Bonne Maman is the French girl of the supermarket: familiar but glamorous.
None of this explains the endurance or intensity of Bonne Maman’s appeal. I called Camilla Wynne, a professional jam maker in Toronto who has written multiple cookbooks, to consult her on the appeal of the brand. “I wouldn’t say I have a definitive answer,” she told me, with Canadian modesty. But she did have a suggestion: it is the rare store-bought jam worth eating. “They just have a better ingredient list,” she said: lemon juice instead of citric acid; cane sugar rather than high-fructose corn syrup. “I feel like they cook it down more, too, so there’s more fruit per tablespoon, just by the texture and the taste.” We paused. “It’s a real detective game you’re playing, but I think the thesis is definitely correct.”
“I mean, it’s delicious,” pastry chef Caroline Schiff, currently of Brooklyn’s Gage & Tollner, concurred. “It’s not overly sweet, which I think is really key.” And, she pointed out, it’s strikingly consistent: when they’re writing recipes for mass consumption, pastry chefs often calibrate to Bonne Maman because almost everyone can get it, and it always tastes the same. “Their level of sugar and pectin is spot-on,” she said. It is sweet but dignified; it is not overly gelatinous but it also does not run.
Then there’s the jar. “It’s such an iconic jar!” exclaimed Schiff’s colleague, Kathryn Irizarry, a jam aficionado and Bonne Maman enthusiast. The jar, everyone agreed, is a selling point, and while I knew this, I was not prepared for so many people to enumerate so many different virtues in such detail. It is sturdy, cheerful, unfussy, nostalgic; the ten-sided body just feels nice in your hand. “The label comes off really easily,” raves Paris-based cookbook author David Lebovitz, highlighting one of its less-discussed merits. Gautier Coiffard, the Frenchman behind the Brooklyn bakery L’Appartement 4F, praises its particular shape, which has plenty of room for a spoon to maneuver, being neither too tall nor too thin. “You never throw out one of those jars,” Schiff confirms, ominously offering to send a picture of her pantry. They are ideal for storage of all kinds—and also great for drinking, exuding an effortless air of laid-back Frenchness. (This is despite the fact that in France, according to Lebovitz, “drinking out of one is considered un peu bizarre.”)

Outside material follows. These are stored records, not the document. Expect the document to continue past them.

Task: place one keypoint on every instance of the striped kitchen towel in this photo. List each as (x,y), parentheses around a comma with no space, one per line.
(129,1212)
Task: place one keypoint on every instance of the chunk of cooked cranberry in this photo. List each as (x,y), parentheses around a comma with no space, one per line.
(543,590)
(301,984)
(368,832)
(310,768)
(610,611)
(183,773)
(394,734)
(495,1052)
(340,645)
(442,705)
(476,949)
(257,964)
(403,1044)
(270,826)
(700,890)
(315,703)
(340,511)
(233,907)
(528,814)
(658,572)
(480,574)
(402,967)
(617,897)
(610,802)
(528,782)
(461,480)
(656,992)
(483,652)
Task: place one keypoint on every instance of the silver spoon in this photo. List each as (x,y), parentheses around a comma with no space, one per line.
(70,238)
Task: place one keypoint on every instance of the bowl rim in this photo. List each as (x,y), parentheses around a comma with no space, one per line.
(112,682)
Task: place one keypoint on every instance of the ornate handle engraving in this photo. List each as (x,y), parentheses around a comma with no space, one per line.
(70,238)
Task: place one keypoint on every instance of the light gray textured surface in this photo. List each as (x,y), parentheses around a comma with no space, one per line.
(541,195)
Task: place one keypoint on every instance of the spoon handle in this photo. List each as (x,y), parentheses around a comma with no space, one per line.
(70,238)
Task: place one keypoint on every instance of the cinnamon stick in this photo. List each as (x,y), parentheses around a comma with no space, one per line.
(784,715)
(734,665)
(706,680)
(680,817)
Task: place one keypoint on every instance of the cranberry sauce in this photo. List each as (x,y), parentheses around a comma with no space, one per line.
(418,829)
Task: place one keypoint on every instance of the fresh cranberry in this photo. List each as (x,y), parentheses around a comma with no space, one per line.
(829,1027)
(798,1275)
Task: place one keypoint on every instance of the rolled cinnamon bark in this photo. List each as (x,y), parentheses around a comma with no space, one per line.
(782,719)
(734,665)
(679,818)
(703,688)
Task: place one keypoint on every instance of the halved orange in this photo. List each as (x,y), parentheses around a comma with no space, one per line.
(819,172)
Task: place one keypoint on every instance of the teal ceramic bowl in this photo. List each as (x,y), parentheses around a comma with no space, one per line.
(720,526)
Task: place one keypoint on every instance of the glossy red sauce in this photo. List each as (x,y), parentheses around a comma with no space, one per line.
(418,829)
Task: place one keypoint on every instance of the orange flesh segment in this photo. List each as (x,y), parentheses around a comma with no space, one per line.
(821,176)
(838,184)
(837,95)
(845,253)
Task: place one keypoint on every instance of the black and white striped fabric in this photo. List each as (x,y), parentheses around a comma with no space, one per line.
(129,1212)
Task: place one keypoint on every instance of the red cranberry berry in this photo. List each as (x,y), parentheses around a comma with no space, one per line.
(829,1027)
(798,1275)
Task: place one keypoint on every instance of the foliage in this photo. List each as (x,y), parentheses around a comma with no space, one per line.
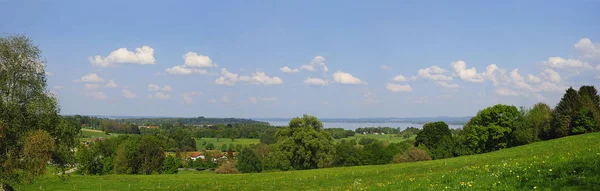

The “French girl” is a fashion trope: chic without trying, windswept but well-tailored, all the more beautiful for being unadorned. Bonne Maman is the French girl of the supermarket: familiar but glamorous. Foreign but pronounceable. “If you think about the flavors, they’re not just the standard ones,” says Tebben. There is raspberry and strawberry, but there’s also fig and blackcurrant and Mirabelle plum, which are supremely accessible but also “not totally something we have here,” she says. “It’s a little bit unusual but not so far off.”
I ask her for equivalents—other products at average grocery stores that sell a fantasy of France. Evian feels dated. Perrier is now just one bottle in a sea of fizzy waters. Maille mustard might be a candidate, but there are no articles dedicated to Maille mustard jar hacks. (Tebben suspects the name may be too hard to pronounce.) We come up blank. “Maybe that’s it—that Bonne Maman occupies its own niche,” she says.
The jar is cute. Five-dollar luxuries are rare. France is nice, especially the imaginary version, with a universal grandma canning blackberries in the sun. And still, it is hard to escape the most obvious conclusion: that the reason for Bonne Maman’s supremacy is that Bonne Maman is good. “If it weren’t good, no one would buy it,” Roman says, simply. “The reason they’ve been on the shelves for so long is that it’s a good jam and people like it.”